While Apollo beads were volcanic glass, Chang'e-5 beads are impact beads.
"A lot of the Apollo missions went to impact craters, [and drilled] into the deeper sub-surface, so a lot of the samples would probably not have been exposed for as long as the Chang'e-5 samples were," he said.
'Big deal' for settlement?
If the water in the beads turns out to be easy to get to, it would be a "really big deal" for space exploration, said Phil Bland, a planetary scientist at Curtin University, who was not involved in the study.
"The more accessible resources you can find at the Moon, the greater the likelihood that we can develop a permanent settlement," Professor Bland said.
The question is: How much water is in the beads? And how easy will it be to extract?
Previous analysis of Moon dirt or regolith by the Chang'e-5 team reveals the beads contain more water than the surrounding soil.
Dr O'Neill said water in the beads would be easier to release than molecules in soil, which are tightly bound to a mineral called apatite.
"You've got a limited amount of apatite in the regolith," he said, adding that it would require a lot of energy to extract.
"If you go to the Moon and you're looking to utilise in-situ resources, it's hard to make the business case for [extracting water from apatite] because the costs versus what you're going to get is not terribly high."

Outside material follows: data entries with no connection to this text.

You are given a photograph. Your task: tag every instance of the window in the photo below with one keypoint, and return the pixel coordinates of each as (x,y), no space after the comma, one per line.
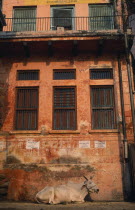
(103,114)
(28,75)
(24,19)
(64,108)
(61,74)
(26,108)
(101,74)
(62,17)
(101,17)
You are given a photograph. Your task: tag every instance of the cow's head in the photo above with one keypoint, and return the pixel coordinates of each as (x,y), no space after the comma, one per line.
(90,185)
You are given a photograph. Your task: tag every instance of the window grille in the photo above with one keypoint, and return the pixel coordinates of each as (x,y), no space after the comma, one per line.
(28,75)
(101,17)
(62,17)
(24,19)
(26,108)
(103,114)
(64,108)
(1,4)
(101,74)
(62,74)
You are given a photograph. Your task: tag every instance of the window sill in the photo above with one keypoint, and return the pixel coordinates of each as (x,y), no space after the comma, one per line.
(104,131)
(64,132)
(25,132)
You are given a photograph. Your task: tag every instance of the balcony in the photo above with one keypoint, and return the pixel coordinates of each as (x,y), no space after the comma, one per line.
(71,24)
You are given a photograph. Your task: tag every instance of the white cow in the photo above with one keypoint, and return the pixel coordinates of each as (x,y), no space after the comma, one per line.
(71,192)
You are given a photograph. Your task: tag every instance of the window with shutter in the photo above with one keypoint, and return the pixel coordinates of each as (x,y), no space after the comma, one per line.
(28,75)
(62,17)
(101,73)
(24,19)
(26,108)
(101,17)
(64,117)
(62,74)
(102,101)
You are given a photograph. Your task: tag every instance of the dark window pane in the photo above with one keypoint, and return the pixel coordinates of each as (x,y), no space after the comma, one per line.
(101,74)
(26,109)
(103,115)
(64,109)
(27,75)
(62,17)
(24,19)
(64,74)
(101,17)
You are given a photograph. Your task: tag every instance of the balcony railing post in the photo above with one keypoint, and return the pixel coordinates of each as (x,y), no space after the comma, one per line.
(95,23)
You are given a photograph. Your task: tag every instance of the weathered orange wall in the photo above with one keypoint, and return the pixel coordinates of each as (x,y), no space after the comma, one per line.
(59,151)
(59,157)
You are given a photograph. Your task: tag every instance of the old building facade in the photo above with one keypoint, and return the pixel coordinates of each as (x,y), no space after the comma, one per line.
(66,108)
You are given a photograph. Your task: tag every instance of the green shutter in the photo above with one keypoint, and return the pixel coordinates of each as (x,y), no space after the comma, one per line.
(24,19)
(101,17)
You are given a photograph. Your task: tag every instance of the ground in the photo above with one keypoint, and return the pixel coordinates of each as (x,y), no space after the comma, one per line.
(85,206)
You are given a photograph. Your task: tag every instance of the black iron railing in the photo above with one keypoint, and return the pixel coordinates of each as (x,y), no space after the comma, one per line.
(69,23)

Experiments by the Chang'e-5 team showed it was relatively easy to liberate water from the beads at lower temperatures using very low tech.

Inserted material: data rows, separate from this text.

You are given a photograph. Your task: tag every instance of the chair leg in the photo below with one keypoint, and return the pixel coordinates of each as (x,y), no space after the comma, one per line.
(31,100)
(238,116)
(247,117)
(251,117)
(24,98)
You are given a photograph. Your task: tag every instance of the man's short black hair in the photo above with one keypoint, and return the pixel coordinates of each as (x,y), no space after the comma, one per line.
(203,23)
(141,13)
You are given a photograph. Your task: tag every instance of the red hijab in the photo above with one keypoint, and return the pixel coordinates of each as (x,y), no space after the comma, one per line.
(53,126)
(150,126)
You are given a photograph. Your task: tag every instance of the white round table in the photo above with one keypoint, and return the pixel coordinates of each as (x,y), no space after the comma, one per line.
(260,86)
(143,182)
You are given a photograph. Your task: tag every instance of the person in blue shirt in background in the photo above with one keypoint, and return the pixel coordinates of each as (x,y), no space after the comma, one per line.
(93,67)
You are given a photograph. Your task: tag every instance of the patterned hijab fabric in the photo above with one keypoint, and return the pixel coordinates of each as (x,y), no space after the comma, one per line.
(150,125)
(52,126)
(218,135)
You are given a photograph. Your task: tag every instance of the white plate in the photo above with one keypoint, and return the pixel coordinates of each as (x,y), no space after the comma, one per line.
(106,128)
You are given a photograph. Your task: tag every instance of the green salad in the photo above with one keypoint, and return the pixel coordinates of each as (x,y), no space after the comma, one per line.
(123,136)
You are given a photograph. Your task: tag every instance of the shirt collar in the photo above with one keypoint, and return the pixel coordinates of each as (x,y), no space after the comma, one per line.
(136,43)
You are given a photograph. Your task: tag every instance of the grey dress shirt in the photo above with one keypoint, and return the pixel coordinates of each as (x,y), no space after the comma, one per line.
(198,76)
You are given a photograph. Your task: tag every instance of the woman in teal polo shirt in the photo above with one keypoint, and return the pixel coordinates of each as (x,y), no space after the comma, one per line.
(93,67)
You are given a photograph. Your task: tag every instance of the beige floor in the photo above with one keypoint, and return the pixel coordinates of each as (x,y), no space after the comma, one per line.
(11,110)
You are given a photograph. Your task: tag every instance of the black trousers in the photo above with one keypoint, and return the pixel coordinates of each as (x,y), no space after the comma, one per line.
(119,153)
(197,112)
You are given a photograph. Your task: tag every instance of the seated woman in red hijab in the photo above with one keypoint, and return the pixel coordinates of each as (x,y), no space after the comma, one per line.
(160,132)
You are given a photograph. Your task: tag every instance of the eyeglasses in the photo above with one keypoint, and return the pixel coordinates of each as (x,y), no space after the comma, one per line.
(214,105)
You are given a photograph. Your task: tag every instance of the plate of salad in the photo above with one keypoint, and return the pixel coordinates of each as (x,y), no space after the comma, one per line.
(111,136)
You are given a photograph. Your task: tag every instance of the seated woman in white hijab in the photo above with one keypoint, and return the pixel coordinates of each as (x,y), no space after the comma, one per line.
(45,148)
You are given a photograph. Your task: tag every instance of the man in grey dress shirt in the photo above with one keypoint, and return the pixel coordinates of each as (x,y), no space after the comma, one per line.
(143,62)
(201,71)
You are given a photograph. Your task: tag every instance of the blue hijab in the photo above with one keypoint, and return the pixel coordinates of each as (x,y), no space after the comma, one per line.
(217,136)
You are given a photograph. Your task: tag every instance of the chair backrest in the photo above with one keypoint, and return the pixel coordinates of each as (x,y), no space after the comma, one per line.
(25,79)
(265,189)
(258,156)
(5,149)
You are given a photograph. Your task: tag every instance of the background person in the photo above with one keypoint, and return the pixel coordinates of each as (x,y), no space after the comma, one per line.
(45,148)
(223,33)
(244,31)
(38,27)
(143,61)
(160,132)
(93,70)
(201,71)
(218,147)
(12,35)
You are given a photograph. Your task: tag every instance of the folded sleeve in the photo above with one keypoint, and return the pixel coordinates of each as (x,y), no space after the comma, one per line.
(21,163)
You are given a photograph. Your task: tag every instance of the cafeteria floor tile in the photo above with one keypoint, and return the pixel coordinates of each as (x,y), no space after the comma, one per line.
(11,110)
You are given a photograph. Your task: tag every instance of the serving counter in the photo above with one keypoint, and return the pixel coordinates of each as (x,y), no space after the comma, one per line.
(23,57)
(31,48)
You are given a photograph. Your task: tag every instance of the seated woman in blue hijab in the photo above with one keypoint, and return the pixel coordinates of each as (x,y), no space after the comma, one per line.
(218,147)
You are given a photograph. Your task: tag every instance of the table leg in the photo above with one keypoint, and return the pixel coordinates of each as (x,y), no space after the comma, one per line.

"You heat this up to a few hundred degrees, and with a condenser on top, you could basically extract water from these beads with a fairly simple operation," Dr O'Neill said.
"So for future in-situ resource planning, this is a big step forward that points the way to a resource that has fairly high contents of water.
"We're not talking about [quantities] anything like Earth, but we're talking about enough to use."
But Dr Norman was not convinced.
"The beads are small and there's typically a modest amount of them in the soil ... so extracting them on an industrial scale for in-situ resource utilisation — at least at this point in time — may be overstating their potential significance," he said.